At an institutional level, regulatory progress such as DAO legislation is progressing in parallel with the prosperity of on-chain derivatives. For instance, the DAO bill (SB 277) passed by Alabama on the same day has limited direct relation to crude oil leveraged trading, but signals a gradual convergence of the traditional legal framework with crypto-native trading structures. As more jurisdictions begin to attempt compliance paths for on-chain organizations and contracts, commodity perpetual contracts, including crude oil, may receive clearer boundaries regarding regulation, taxation, and compliance access in the future.

Liquidation Prices Walk the Tightrope: The Next Wave of Tremors May Be Ignited on-chain First

Considering the current position structure and price intervals, the liquidation ranges of bullish and bearish giants are highly overlapping within the $104.8—$111 range, with unexpected geopolitical escalations or relaxations in either direction potentially igniting severe volatility first on Hyperliquid’s BRENTOIL contract. Whether it is a substantial deterioration in the Iraq situation or a clear easing of the blockage risk in the Strait of Hormuz, such changes may amplify price volatility through the passive clearing of on-chain high-leverage positions before they are fully reflected in traditional futures.

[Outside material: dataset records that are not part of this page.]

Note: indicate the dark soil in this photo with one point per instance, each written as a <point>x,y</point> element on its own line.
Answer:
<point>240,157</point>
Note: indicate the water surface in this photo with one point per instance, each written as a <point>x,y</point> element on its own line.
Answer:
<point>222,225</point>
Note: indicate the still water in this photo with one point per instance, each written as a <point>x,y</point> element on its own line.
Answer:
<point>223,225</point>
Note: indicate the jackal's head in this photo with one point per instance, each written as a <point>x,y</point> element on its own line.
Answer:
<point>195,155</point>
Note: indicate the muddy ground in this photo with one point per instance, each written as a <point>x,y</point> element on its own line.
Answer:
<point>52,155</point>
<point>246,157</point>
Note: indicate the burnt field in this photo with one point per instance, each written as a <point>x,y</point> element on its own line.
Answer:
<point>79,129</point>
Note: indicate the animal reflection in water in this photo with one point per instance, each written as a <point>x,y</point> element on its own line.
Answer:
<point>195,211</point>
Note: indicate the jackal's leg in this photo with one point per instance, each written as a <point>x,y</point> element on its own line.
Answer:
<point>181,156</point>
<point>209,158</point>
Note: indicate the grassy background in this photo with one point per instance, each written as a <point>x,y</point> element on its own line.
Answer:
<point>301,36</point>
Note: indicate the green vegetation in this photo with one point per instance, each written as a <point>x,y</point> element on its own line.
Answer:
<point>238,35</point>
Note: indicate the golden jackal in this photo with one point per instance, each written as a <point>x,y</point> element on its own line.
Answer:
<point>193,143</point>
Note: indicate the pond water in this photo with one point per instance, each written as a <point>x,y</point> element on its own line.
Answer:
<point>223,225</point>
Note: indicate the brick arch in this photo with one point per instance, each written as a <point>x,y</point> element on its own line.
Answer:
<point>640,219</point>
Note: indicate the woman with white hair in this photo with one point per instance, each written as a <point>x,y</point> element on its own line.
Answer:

The combined need for hedges and purely speculative demand during this stage gives on-chain crude oil perpetual contracts a dual property of being both "risk amplifiers" and "price discovery venues" in extreme conditions. On one hand, the liquidation mechanism and high leverage amplify price fluctuations in a short time; on the other hand, continuous trading with participants from multiple time zones and types allows on-chain prices to often absorb new information faster than on-floor futures, becoming an important reference anchor for the traditional market on the next trading day.

In this structure, investors need particularly to be cautious of pin and slippage risks during weekends and traditional markets with weak liquidity. For ordinary participants, moderately controlling leverage multiples, diversifying position concentration, and avoiding all-in bets near crucial liquidation bands may be more important than attempting to predict the geopolitical events themselves. When both crude oil bulls and bears are walking the liquidation price line, who gets liquidated first is often determined by the next piece of breaking news, rather than by the subjective judgment of any single capital.